Il y en a en effet une, à la fois sur le plan commercial et sentimental. Il s’agit de Cocaïne du Val, montée par Grégory Cottard. Je ne l’ai pas vendue à sa propriétaire actuelle directement. Dès mes débuts, j’ai suivi Cocaïne pendant un an alors qu’elle était sous la selle de May Huguenin et je l’ai vendue à Kyle Timm et Edouard Coupérie, deux partenaires avec lesquelles je collabore régulièrement. Cocaïne est une fille de Mylord Carthago avec beaucoup de tempérament, le genre de jument que j’aime beaucoup. 

La sphère du jumping mondial est déjà dotée de plusieurs grands marchands reconnus sur le plan international et fortunés. Lesquels vous inspirent? 

Laure et moi avons vécu un an à l’étranger, et même si je suis pleinement engagé derrière la France, je dois dire que les marchands étrangers sont dans l’ensemble meilleurs que nous, même si certains Français se démarquent. Le premier qui me vient en tête est Enda Caroll, qui a bâti un empire en seulement quelques années (comme le raconte ce portrait qui lui avait été consacré en 2020, ndlr). Il est désormais une référence mondiale et je m’entends très bien avec lui. Il m’aide beaucoup et notre relation va au-delà du professionnel. 

Pourquoi trouvez-vous que les systèmes étrangers sont plus aboutis? 

Il y a cinq marchands extraordinaires à travers le monde, qui sont selon moi arrivés à ce statut grâce à leurs qualités humaines plus que par rapport au marché. En regardant de plus près, les Pays-Bas et la Belgique représentent un marché porteur. La clientèle qui y est basée compte pour beaucoup. Je pense notamment aux Américains ou avant aux Qataris. La situation géographique est assez idéale car les aéroports de Liège et Amsterdam sont les seuls à assurer les transports en avion des chevaux. L’offre de concours est également déterminante. Sur ce point, la France progresse beaucoup, notamment grâce aux concours organisés par GRANDPRIX Events. J’ai d’ailleurs été partenaire d’une épreuve au CSI de Cabourg et j’ai envie de souligner les efforts faits par les organisateurs, car ces événements nous permettent de recevoir des clients dans des conditions optimales.
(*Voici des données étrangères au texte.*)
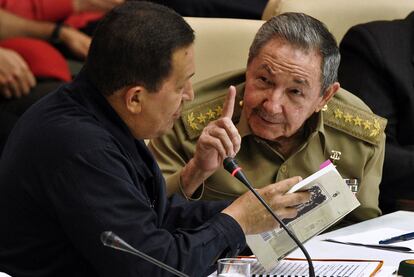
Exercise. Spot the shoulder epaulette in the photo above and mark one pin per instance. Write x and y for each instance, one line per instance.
(354, 121)
(208, 105)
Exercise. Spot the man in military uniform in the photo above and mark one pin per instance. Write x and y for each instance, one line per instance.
(289, 117)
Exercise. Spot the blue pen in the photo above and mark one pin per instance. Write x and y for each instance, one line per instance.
(399, 238)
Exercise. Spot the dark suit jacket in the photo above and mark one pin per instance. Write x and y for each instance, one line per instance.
(249, 9)
(70, 170)
(377, 65)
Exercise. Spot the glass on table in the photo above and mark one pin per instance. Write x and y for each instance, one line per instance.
(233, 267)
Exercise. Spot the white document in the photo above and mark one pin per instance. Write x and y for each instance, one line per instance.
(322, 268)
(331, 200)
(373, 237)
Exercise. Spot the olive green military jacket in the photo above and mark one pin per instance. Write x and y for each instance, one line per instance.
(346, 132)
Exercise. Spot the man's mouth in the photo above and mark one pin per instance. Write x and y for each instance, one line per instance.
(271, 119)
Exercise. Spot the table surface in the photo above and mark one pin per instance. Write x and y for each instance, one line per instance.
(317, 248)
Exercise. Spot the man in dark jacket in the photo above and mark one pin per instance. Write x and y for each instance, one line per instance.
(75, 164)
(377, 65)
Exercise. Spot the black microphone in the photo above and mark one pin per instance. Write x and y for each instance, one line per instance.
(235, 170)
(110, 239)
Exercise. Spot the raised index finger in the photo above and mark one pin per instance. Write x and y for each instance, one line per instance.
(228, 106)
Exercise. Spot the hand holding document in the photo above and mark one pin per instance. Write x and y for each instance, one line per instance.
(330, 201)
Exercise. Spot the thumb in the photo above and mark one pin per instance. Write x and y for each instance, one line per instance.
(228, 106)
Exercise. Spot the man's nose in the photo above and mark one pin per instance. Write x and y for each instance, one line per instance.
(188, 94)
(274, 101)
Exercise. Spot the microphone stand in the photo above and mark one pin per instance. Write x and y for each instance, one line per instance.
(235, 170)
(110, 239)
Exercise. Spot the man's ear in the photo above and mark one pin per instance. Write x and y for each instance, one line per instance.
(133, 99)
(329, 93)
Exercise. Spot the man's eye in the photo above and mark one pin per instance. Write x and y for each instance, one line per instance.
(265, 80)
(296, 91)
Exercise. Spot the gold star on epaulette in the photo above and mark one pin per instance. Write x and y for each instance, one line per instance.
(201, 118)
(338, 113)
(357, 121)
(354, 121)
(190, 120)
(211, 114)
(367, 124)
(218, 110)
(348, 117)
(376, 128)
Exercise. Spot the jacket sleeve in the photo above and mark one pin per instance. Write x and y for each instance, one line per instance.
(94, 192)
(172, 153)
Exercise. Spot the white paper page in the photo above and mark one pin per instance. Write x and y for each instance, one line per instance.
(322, 268)
(374, 236)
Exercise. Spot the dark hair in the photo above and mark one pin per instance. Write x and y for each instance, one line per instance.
(305, 32)
(133, 45)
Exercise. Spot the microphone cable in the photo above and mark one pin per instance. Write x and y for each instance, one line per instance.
(110, 239)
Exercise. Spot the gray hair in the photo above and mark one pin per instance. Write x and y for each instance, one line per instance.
(305, 32)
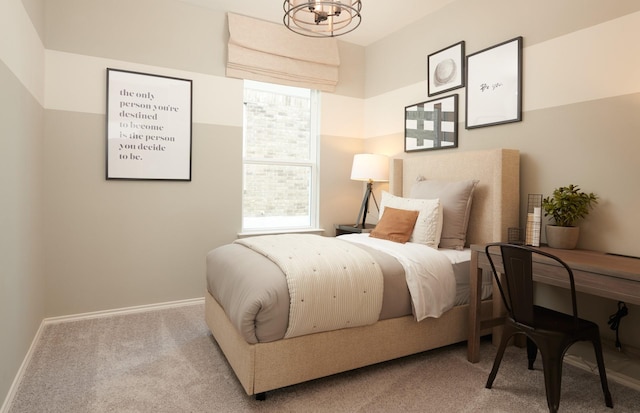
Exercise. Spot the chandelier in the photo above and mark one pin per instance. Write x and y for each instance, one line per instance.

Globalement, l’offre de compétitions est plus complète en Belgique et en Hollande, où des CSI sont organisés chaque semaine. Les mentalités ne sont pas les mêmes non plus. En France, l’anglais n’est pas maitrisé partout, ce qui peut s’avérer handicapant, même si cela tend à s’améliorer de génération en génération. La quasi-totalité des chevaux que je vends partent à l’étranger, ce que je regrette, mais la demande n’est pas en France. 

Quel serait votre rêve d’aboutissement professionnel? 

Je suis très ambitieux et un peu rêveur. Au stade où j’en suis, c’est encore un peu inconscient, mais j’aimerais devenir un marchand de chevaux incontournable et faire partie des plus importants au monde. Ces réussites sont exceptionnelles, mais le plus important est d’en rêver et de tout mettre en place pour y parvenir. 

Parmi les plus grands noms du métier, on compte notamment Paul Schokemöhle, Stephan Conter, Jan Tops, François Mathy, ou encore Juan Ramos. Cette profession est-elle dominée par les hommes de plus de trente-cinq ans?

Il est vrai qu’il y a assez peu de femmes en France, j’en connais deux, dont Manon Lebrun, qui travaille pour Karel Cox et qui est une amie. Il y a quelques jeunes, mais assez peu qui travaillent de manière indépendante. À ma connaissance, il n’y a que Maxime (Baldeck, âgé de vingt-quatre ans et qui a notamment été en charge de la carrière de Scuderia 1918 Viking d’la Rousserie, ndlr) et moi du même âge en France. Il y a quelques autres personnes qui sont engagées dans une structure, je pense par ailleurs à Antoine Charlot, qui travaille pour le marchand argentin Juan Ramos.